LANSING, Mich. - Michigan Democrats on Monday renewed their push to expand background checks to cover all gun sales, citing loopholes that allow online and private transactions to go undetected.
Federal law requires background checks when firearms are bought from licensed dealers but does not cover transactions between unlicensed sellers and buyers — which gun-control advocates have long sought to address.
Democrats pointed to polls in which more than eight in 10 Americans have supported expanded background check requirements in the wake of mass shootings.
"They are overwhelmingly telling us to do this, to fix this problem. So hiding our heads in the sand — or some folks in the Legislature hiding their heads in the sand — is really irresponsible, at best," said Sen. Rosemary Bayer of Beverly Hills. She said the loopholes enable domestic abusers, people with violent criminal pasts and people with mental health issues to buy long guns from unlicensed sellers.
"We must take action" to prevent future tragedies, she said, pointing to more than 15,000 gun-related deaths in the U.S. this year. Twelve states require universal background checks for all firearm sales, Bayer said.
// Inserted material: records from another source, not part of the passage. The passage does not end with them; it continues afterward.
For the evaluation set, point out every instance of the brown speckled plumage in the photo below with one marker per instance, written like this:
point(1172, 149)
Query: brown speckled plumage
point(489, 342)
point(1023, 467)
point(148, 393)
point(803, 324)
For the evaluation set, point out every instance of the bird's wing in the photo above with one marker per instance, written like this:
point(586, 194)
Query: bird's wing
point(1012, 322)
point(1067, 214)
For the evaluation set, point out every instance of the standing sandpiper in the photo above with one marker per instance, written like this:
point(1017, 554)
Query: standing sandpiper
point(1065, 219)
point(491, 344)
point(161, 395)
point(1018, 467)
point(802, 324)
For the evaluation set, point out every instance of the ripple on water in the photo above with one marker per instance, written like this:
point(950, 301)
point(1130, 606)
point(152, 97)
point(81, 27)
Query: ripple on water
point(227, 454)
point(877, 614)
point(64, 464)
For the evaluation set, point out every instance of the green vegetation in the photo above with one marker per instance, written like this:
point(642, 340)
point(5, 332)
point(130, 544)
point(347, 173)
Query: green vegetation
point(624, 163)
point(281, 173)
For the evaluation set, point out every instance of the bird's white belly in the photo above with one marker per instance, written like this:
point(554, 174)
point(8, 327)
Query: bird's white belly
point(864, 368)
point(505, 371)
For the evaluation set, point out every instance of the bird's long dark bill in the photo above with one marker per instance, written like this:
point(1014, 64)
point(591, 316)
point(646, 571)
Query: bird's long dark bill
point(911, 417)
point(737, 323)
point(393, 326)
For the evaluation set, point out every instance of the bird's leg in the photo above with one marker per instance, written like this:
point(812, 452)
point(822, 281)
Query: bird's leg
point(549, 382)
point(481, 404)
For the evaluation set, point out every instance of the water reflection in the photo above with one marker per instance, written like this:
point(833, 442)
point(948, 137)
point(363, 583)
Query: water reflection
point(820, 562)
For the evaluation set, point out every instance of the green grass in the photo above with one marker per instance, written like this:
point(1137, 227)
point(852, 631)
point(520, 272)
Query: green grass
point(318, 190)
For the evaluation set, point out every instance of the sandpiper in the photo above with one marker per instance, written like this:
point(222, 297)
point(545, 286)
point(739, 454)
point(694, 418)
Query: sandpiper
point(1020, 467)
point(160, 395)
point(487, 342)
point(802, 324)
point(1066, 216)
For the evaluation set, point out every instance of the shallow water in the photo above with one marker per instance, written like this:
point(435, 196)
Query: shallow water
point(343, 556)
The legislation is likely to die, however, as have similar bills introduced every session since at least 2013. GOP lawmakers generally oppose gun-control efforts.
Abby Walls, spokeswoman for Republican Senate Majority Leader Mike Shirkey, said state law prohibits private owners from selling any type of gun to buyers who committed or are charged with a felony and therefore would not have passed a background check.
Democrats were perplexed by the response.
"It’s clear to us, in statute and in practice, that private sellers are not currently required to run background checks on long guns," Bayer said.